This study is the first to systematically evaluate CECs and CEPs in patients with osteosarcoma. The definition of CECs and CEPs has differed between studies and a consensus definition has not been established [17
]. The current study therefore evaluated a range of markers that have been used to define these cells in previous studies. Despite investigating CECs and CEPs across a range of definitions, cell levels generally did not correlate with osteosarcoma diagnosis or clinical features. Only VEGFR2+ CECs showed differential cell levels between patients and controls, with patients having lower levels than controls. Other groups have also correlated levels of CEC activation and viability with clinical features in patients with cancer [11
]. Evaluation of these same subsets in patients with osteosarcoma in the current study yielded no meaningful associations.
These negative results raise the possibility of methodologic flaws in the current study, though this possibility seems less likely for several reasons. First, the cell counts obtained are within the ranges reported in previous studies [13
]. Second, CEC and CEP counts demonstrated large interpatient variability in both cases and controls, as has been reported by other groups [14
]. Third, the reference laboratory used in the current study serves as the reference laboratory for evaluation of CECs and CEPs as biomarkers in Children's Oncology Group studies of antiangiogenic agents. This laboratory therefore routinely performs this assay on samples obtained from patients across North America. Fourth, while the samples sizes are small and inadequate power may account for these negative results, CEC and CEP levels completely overlapped between each evaluated clinical category. As such, enrollment of additional patients was thought to be unlikely to yield additional meaningful information. Finally, other groups have incorporated CD34 expression into the definition of CEPs [7
]. Our flow cytometry panel did not include CD34, but utilized CD133 to differentiate CECs from CEPs [11
]. This difference from other published reports evaluating CEPs may have also contributed to our negative results.
Another explanation for these negative results may reflect a fundamental difference in the process of angiogenesis between patients with sarcoma and carcinoma. For example, the pathways that regulate VEGF expression appear to differ between ras
-transformed fibroblasts and epithelial cells [21
]. Moreover, microvessels appear to be more diffusely distributed in sarcoma, while more clustered in carcinoma [22
]. In addition, osteosarcoma typically arises from trabecular bone, which has a unique and rich vascular supply.
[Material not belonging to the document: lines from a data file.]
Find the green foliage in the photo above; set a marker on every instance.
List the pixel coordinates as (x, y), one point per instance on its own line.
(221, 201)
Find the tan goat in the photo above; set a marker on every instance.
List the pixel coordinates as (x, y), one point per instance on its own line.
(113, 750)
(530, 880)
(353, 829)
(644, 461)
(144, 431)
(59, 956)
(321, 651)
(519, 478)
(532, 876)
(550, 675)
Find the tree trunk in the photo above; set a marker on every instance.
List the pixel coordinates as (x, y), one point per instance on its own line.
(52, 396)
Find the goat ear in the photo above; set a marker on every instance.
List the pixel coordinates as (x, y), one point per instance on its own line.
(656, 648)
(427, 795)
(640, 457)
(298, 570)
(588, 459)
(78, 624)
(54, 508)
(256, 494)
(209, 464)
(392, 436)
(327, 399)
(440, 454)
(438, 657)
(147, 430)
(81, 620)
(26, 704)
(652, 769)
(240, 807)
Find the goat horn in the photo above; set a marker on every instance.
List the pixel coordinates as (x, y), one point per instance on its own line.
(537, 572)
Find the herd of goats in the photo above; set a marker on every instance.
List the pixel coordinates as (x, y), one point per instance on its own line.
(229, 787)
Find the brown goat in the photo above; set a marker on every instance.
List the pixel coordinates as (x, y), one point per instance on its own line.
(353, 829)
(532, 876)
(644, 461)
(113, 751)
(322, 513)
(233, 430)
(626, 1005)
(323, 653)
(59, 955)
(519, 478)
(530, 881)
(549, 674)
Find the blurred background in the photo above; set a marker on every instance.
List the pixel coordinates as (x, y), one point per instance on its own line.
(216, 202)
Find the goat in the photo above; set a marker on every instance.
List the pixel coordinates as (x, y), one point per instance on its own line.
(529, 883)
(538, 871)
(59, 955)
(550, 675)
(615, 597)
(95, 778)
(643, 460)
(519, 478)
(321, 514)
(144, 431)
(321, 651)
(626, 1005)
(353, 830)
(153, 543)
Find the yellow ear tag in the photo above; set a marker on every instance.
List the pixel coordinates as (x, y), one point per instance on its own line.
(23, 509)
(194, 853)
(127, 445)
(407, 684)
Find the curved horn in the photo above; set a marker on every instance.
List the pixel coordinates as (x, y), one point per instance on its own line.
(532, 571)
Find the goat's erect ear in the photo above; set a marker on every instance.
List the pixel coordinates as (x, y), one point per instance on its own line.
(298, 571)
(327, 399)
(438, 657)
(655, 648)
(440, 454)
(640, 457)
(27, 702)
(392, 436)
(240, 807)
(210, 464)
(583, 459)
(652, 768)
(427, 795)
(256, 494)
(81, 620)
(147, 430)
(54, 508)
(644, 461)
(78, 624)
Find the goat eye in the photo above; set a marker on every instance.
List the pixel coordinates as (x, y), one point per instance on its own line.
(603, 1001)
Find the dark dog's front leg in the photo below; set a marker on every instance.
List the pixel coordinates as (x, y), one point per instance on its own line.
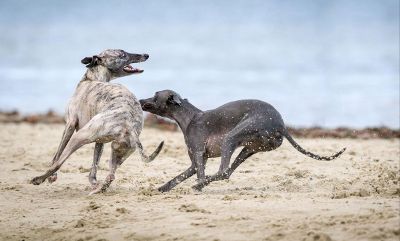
(200, 166)
(178, 179)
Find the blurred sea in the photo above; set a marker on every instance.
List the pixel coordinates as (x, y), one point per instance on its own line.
(327, 63)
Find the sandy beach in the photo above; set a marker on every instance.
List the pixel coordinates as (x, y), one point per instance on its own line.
(279, 195)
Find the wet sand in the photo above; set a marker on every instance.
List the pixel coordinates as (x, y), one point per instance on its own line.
(279, 195)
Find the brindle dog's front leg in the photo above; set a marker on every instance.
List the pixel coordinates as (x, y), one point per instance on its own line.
(98, 150)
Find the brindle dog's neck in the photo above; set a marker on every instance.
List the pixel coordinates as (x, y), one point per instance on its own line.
(185, 114)
(97, 73)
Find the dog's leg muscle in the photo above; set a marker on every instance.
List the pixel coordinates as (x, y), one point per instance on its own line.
(82, 137)
(68, 132)
(242, 156)
(120, 152)
(98, 150)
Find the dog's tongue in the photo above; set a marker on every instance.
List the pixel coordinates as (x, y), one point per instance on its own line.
(130, 69)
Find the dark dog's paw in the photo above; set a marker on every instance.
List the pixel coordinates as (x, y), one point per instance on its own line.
(163, 189)
(198, 187)
(52, 178)
(37, 181)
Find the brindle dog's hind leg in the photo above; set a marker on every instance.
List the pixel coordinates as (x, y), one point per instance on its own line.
(68, 132)
(80, 138)
(120, 152)
(98, 150)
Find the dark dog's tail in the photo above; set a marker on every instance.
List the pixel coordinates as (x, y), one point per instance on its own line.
(307, 153)
(150, 158)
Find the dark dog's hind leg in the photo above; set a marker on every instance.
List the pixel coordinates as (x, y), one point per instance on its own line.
(243, 155)
(178, 179)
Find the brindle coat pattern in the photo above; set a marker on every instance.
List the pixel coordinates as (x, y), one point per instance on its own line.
(253, 124)
(102, 112)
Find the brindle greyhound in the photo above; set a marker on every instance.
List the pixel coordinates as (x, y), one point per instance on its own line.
(254, 124)
(102, 112)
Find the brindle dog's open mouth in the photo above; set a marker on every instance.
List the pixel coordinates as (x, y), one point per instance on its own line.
(131, 70)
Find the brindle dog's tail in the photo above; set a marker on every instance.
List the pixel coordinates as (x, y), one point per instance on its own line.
(307, 153)
(150, 158)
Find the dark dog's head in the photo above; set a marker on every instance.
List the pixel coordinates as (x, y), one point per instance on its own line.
(163, 103)
(116, 61)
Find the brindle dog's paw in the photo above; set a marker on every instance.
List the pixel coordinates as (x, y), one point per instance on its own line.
(37, 181)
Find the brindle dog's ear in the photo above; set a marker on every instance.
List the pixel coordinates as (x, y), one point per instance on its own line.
(91, 61)
(174, 99)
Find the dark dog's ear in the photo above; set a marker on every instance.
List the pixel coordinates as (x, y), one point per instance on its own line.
(91, 61)
(174, 99)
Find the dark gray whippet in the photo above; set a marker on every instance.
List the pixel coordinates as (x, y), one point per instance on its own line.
(253, 124)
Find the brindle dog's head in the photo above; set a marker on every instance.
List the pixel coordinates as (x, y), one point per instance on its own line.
(116, 61)
(163, 103)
While most studies of CECs and CEPs have been performed in patients with carcinoma, three reports have included patients with sarcoma. CEC levels were approximately two-fold higher among 15 patients with gastrointestinal stromal tumor compared to healthy controls [23
]. CEP levels appear to be increased in patients with classic Kaposi's sarcoma compared to healthy controls [24
]. Another report evaluated 45 children with a range of solid cancers, including 17 patients with sarcoma (7 with osteosarcoma) [19
]. While CEC levels did not differ between patients and controls, VEGFR2+ CEP levels were increased in patients compared with controls and in patients with metastatic disease compared with patients with localized disease. No additional subset analyses were performed based on histology.
In summary, the current results add to a growing body of literature evaluating CECs and CEPs in patients with cancer. While CEC levels have typically been shown to be increased in patients with cancer, the current study indicates that this finding is not universal across cancer histologies. Additional evaluation of CECs and CEPs in patients with sarcoma will be necessary to determine if these biomarkers are useful in sarcoma histologies.